Still, in the music industry, like the movie business, perception can often become reality
Despite its stable of chart-toppers, growing revenues and market share, EMI has been hurt by artistic losses and the unsettled state of its corporate finances.
“There is no doubt that without the question marks over the business, more artists would have signed with us,” an EMI insider told TheWrap, “and more confidence would have been felt by artists who are with us already.”
Still, EMI’s music earnings, based on EBITDA, have tripled under Terra Firma, which instigated corporate cost-cutting measures and aggressive merchandising, to almost $250 million.
Terra Firma purchased EMI in May 2007 based in part on price and value recommendations from Citigroup, which was advising and lending to EMI as well as extending financing for the deal to Terra Firma.
Of course, the eye-to-eye view is clearer in hindsight.
Those recommendations, claims Terra Firma in its ongoing lawsuit against Citigroup, not only falsely inflated the worth of the label by billions, but, in terms of there being another bidder for the record company that compressed the deal deadline, were out-and-out untrue.
Citigroup did not reveal, the suit contends, that Cerberus Capital Management had withdrawn its bid for EMI. Terra Firma also alleges that Citigroup, which has said the case “is entirely without merit,” is, according to the complaint filed in December, undermining its management of the label in pessimistic industry analysis and refusing to renegotiate loan agreements.
Regardless of the breakdown — or if Terra Firma itself starts selling off bits of the label — EMI likely won’t come cheap.

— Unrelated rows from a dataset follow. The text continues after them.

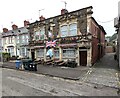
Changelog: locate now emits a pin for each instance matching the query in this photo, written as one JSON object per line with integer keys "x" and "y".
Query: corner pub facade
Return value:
{"x": 76, "y": 34}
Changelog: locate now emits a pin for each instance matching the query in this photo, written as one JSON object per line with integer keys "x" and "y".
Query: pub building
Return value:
{"x": 74, "y": 35}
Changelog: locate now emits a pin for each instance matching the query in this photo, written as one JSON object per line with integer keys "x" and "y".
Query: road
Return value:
{"x": 19, "y": 83}
{"x": 100, "y": 80}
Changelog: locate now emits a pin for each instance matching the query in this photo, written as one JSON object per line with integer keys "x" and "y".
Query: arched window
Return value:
{"x": 73, "y": 29}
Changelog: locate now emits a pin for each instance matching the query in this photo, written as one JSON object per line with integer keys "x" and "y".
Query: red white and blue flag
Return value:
{"x": 51, "y": 43}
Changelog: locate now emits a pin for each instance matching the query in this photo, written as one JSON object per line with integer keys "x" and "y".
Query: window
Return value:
{"x": 56, "y": 53}
{"x": 73, "y": 29}
{"x": 68, "y": 30}
{"x": 23, "y": 52}
{"x": 26, "y": 38}
{"x": 40, "y": 53}
{"x": 69, "y": 53}
{"x": 18, "y": 39}
{"x": 64, "y": 31}
{"x": 23, "y": 39}
{"x": 11, "y": 51}
{"x": 39, "y": 35}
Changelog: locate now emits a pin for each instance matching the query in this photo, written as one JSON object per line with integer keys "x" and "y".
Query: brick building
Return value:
{"x": 77, "y": 36}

"As broken as the EMI deal is financially, there is still value in the company, which means no one is going to steal EMI or any of its assets," Drew Lipsher, of NYC-based private equity firm Greycroft Partners, told TheWrap. "If Citibank ends up in control of the company, there is no way that it will not undertake a proper auction for the assets in order to extract the highest fair market value by creating a competitive bidding situation."